Adapun teknik pengumpulan data dan bahan hukum yang digunakan
adalah :
a. Teknik studi dokumen
Teknik ini dilakukan melalui bahan-bahan tertulis yang ada di
instansi-instansi yang terkait dengan penelitian ini khusunya Satuan
Polisi Pamong Praja Kabupaten Badung.
b. Teknik wawancara (interview)
Wawancara merupakan salah satu teknik yang sering dan paling
lazim digunakan dalam penelitian hukum empiris. Dalam kegiatan
ilmiah, wawancara dilakukan bukan sekedar bertanya pada
seseorang, melainkan dilakukan pertanyaan-pertanyaan yang
dirancang untuk memperoleh jawaban-jawaban yang relevan
dengan permasalahan-permasalahan penelitian kepada responden.
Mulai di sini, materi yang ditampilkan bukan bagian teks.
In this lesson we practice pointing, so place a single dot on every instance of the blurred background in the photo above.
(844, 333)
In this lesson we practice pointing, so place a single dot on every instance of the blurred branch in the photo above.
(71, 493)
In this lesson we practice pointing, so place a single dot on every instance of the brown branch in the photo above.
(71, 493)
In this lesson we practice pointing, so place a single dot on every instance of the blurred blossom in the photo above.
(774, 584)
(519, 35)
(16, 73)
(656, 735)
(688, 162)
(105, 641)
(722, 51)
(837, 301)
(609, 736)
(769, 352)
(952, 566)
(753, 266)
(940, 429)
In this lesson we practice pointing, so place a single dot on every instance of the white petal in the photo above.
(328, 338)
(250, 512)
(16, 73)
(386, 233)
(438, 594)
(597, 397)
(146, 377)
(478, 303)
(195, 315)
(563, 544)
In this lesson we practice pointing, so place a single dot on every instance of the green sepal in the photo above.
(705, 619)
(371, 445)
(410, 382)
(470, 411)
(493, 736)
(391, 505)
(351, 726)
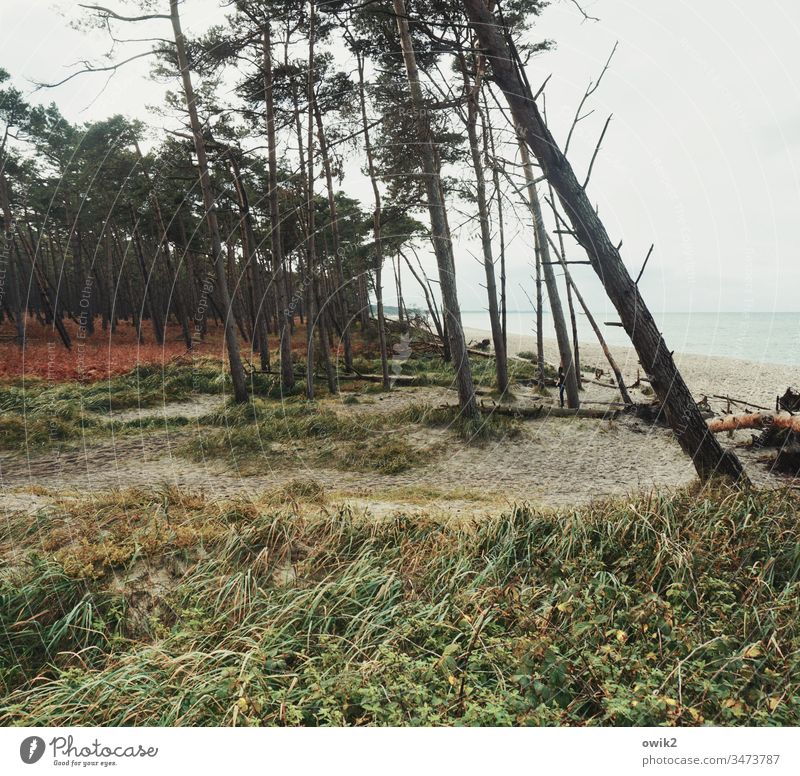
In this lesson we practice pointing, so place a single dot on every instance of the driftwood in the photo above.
(755, 420)
(790, 401)
(543, 411)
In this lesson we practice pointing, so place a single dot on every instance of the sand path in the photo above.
(552, 462)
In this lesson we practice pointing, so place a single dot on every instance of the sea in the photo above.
(768, 338)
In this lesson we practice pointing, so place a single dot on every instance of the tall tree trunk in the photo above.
(681, 410)
(258, 296)
(315, 315)
(473, 90)
(340, 295)
(488, 134)
(611, 362)
(442, 243)
(152, 308)
(278, 274)
(570, 286)
(562, 335)
(163, 245)
(232, 341)
(539, 309)
(376, 229)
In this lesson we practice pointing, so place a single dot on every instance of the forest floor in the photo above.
(548, 461)
(170, 558)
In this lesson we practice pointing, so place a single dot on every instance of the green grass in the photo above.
(680, 609)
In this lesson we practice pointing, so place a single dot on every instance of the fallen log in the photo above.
(543, 411)
(754, 420)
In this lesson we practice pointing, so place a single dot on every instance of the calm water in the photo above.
(765, 337)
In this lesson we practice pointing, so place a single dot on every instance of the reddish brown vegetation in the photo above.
(104, 354)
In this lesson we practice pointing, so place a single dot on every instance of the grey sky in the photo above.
(702, 156)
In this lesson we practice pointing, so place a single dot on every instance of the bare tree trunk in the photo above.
(250, 251)
(611, 362)
(489, 143)
(442, 243)
(562, 336)
(376, 230)
(486, 236)
(341, 295)
(163, 243)
(278, 274)
(315, 314)
(232, 341)
(152, 311)
(681, 410)
(539, 306)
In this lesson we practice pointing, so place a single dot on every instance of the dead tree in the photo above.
(209, 203)
(682, 413)
(442, 243)
(565, 351)
(611, 361)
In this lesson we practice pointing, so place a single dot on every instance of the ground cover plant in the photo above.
(167, 609)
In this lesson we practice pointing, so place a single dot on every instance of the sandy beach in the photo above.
(705, 375)
(551, 462)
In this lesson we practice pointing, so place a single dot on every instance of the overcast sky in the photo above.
(702, 157)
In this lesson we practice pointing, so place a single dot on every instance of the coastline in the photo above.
(749, 381)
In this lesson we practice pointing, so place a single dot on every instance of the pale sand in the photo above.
(705, 375)
(553, 462)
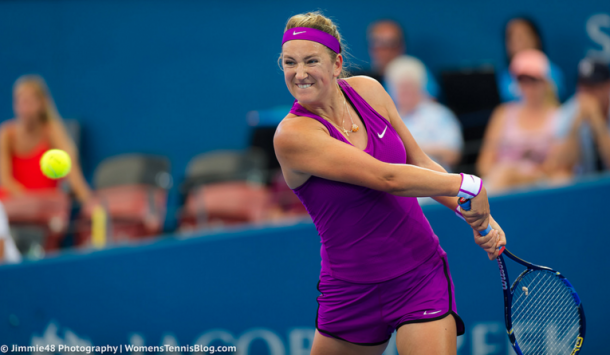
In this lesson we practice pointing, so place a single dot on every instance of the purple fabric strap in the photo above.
(312, 34)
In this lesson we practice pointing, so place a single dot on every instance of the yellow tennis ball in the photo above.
(55, 163)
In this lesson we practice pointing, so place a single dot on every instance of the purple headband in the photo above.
(311, 34)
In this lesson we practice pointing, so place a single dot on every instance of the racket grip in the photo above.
(465, 205)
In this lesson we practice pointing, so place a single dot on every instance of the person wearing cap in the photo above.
(521, 33)
(434, 126)
(520, 135)
(584, 122)
(387, 41)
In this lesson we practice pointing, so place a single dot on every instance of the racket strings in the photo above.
(545, 342)
(544, 315)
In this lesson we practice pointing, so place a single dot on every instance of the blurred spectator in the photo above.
(8, 249)
(36, 128)
(386, 40)
(522, 34)
(434, 127)
(584, 122)
(520, 135)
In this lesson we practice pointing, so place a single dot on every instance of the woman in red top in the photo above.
(36, 128)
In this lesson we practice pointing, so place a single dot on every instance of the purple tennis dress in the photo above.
(382, 265)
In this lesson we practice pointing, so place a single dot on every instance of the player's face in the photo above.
(27, 104)
(309, 71)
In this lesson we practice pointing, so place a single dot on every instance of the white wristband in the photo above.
(458, 212)
(471, 186)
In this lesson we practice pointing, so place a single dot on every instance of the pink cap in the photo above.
(530, 62)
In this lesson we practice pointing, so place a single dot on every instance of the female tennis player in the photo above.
(354, 165)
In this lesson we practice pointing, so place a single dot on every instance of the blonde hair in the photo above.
(319, 22)
(49, 113)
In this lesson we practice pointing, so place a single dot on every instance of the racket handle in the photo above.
(465, 205)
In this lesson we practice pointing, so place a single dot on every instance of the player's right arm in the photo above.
(304, 148)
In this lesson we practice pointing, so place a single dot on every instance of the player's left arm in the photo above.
(374, 93)
(61, 140)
c. Teknik observasi/pengamatan
Teknik observasi dapat dibedakan menjadi dua yaitu teknik
observasi langsung dan teknik observasi tidak langsung. Yang
digunakan dalam penelitian ini adalah teknik observasi langsung
dimana dalam pengumpulan data peneliti mengadakan pengamatan
secara langsung atau tanpa alat terhadap gejala-gejala subyek yang
diselidiki baik pengamatan dilakukan dalam situasi buatan, yang
khusus diadakan.
1.7.4 Teknik Analisis
Teknik analisis yang digunakan dalam penelitian ini adalah analisis
dan kualitatif. Analisis data kualitatif adalah data yang dikumpulkan
naturalistik yang terdiri atas kata-kata yang tidak diolah menjadi
angka-angka, data sukar diukur dengan angka, hubungan antara
variabel tidak jelas, dan pengumpulan data menggunakan pedoman
wawancara dan observasi serta kuisioner atau mengembangkan data
tersebut dalam bentuk kata-kata atau kalimat. Sedang pola pikir secara
kualitatif artinya hanya mengecek dan melaporkan apa yang ada
ditempat peneliti yang diselenggarakan penelitian.